Pixel, Patch und Pattern: Typeknitting is currently on display in The World’s Best Typography exhibition (TDC65) at the Polish-Japanese Academy of Information Technology in Warsaw through September 30 and at Tokyo’s Miraikan Museum at ATypI through September 7.

Pixel, Patch und Pattern: Typeknitting by Rüdiger Schlömer.

About Pixel, Patch und Pattern: Typeknitting

  • Design, Creative Direction, and Author: Rüdiger Schlömer, Zurich
  • Photography: Linda Suter
  • Publisher: Bertram Schmidt-Friderichs and Karin Schmidt-Friderichs
  • Client: Verlag Hermann Schmidt
  • Principal Type: Futura LT and Nexus Serif

While exploring different knitting techniques I discovered many parallels to writing and typography: similar grid patterns that can be found in both areas, methods like patchwork knitting showing many parallels to modular typography, or hand-knitters each having distinctive personal fingerprints.

I experienced knitting as a very technical and logical practice, like analog programming. But looking only at the knitted artefacts, this is often rarely visible. I wanted to show this perspective to initiate a fresh, unbiased dialogue between knitting and typography. I chose to reduce the techniques to their structural basis using an instruction manual-inspired aesthetic. The two contrasting colors blue and orange distinguish between instructions and outcomes, between source code and artefact. In this way, the book hopefully appeals to knitters and typographers equally.

Comments by Communication Design Judge Eddie Opara

“At first glance, the cover is extremely unassuming and without further inspection you would walk right past it. With a closer examination, its apparent pixelated, title in all caps wears a distorted, woven-textured effect with its added hybrid brew of Anglo-German: Pixel, Patch und Pattern. As your eyes peer down to the bottom of the cover, innocuously set in Futura, Typeknitting leaves you intrigued and you are overcome with curiosity.

When opening the book, behold the incredible surprises that wait!
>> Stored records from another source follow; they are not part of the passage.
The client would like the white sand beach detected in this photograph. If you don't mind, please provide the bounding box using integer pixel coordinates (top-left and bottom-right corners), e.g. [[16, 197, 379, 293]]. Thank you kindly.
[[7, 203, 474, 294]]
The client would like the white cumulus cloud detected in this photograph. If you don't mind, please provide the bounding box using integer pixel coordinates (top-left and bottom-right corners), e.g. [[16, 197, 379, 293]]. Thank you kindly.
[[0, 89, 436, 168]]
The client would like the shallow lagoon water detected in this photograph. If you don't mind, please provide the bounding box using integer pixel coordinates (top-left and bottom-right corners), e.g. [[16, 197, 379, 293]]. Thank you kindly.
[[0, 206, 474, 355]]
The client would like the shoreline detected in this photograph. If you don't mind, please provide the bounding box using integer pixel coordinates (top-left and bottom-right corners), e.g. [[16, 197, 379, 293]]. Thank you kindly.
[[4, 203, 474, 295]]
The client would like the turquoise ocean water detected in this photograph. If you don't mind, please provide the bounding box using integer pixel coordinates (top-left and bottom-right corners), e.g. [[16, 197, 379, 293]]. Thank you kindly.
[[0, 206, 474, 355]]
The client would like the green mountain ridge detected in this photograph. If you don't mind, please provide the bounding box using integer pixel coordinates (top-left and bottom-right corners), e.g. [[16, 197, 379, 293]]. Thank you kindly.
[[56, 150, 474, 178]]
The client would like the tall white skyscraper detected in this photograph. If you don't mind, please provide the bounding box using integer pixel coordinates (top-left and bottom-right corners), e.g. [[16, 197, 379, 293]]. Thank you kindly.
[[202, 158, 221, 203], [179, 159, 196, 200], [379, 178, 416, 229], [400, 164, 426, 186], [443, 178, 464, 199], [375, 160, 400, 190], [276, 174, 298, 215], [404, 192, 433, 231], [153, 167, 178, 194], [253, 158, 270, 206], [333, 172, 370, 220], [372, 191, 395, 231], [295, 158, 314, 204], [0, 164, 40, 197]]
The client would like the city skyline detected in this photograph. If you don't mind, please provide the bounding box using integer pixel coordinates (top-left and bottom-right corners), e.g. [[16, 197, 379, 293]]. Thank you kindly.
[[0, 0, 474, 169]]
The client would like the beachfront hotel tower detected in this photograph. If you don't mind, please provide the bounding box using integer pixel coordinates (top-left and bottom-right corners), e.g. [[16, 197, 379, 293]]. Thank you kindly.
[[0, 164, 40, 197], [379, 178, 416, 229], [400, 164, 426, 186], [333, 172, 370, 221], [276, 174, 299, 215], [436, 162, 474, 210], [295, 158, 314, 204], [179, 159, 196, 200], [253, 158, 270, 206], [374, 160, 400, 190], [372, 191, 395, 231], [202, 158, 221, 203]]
You are taken into an alternative culture of typography that is knitted! The different stitching techniques are endless and transformative. The open, playful, thought-provoking, effortless, enterprising, and dynamic qualities are profound. You relish the fact that every design is made by hand. The end results are awe-inspiring. It brings life to modularity and systems. After viewing this book, you have to ask yourself, why do you sit at your computer, hour after hour? Are you really making something that is tangible?”

About Eddie Opara

Eddie Opara is a multi-faceted designer whose work encompasses strategy, design and technology. He is a partner in the New York office of Pentagram, where his projects have included the design of brand identity, publications, packaging, environments, exhibitions, interactive installations, websites, user interfaces and software, with many ranging across multiple media. His clients have included Samsung, Cooper Hewitt, Smithsonian National Design Museum, Nike, Quinnipiac University, Grace Farms, the Menil Foundation, The Baffler, Halstead, the Studio Museum in Harlem, Queens Museum, the Corcoran Group, New York University and Morgan Stanley.

Opara was born in Wandsworth, London, and studied graphic design at the London College of Printing and Yale University. He began his career as a designer at ATG, Imaginary Forces and 2×4, and ran his own studio, The Map Office, before joining Pentagram in 2010. He is a senior critic at the Yale University School of Art and a member of the Alliance Graphique Internationale. His work is represented in the permanent collection of the Museum of Modern Art. He is the author of Color Works (Rockport, 2014). He is the recipient of many awards and has been featured in Fast Company’s 100 Most Creative People in Business, Ebony Magazine’s Power 100, and Adweek’s Creative 100.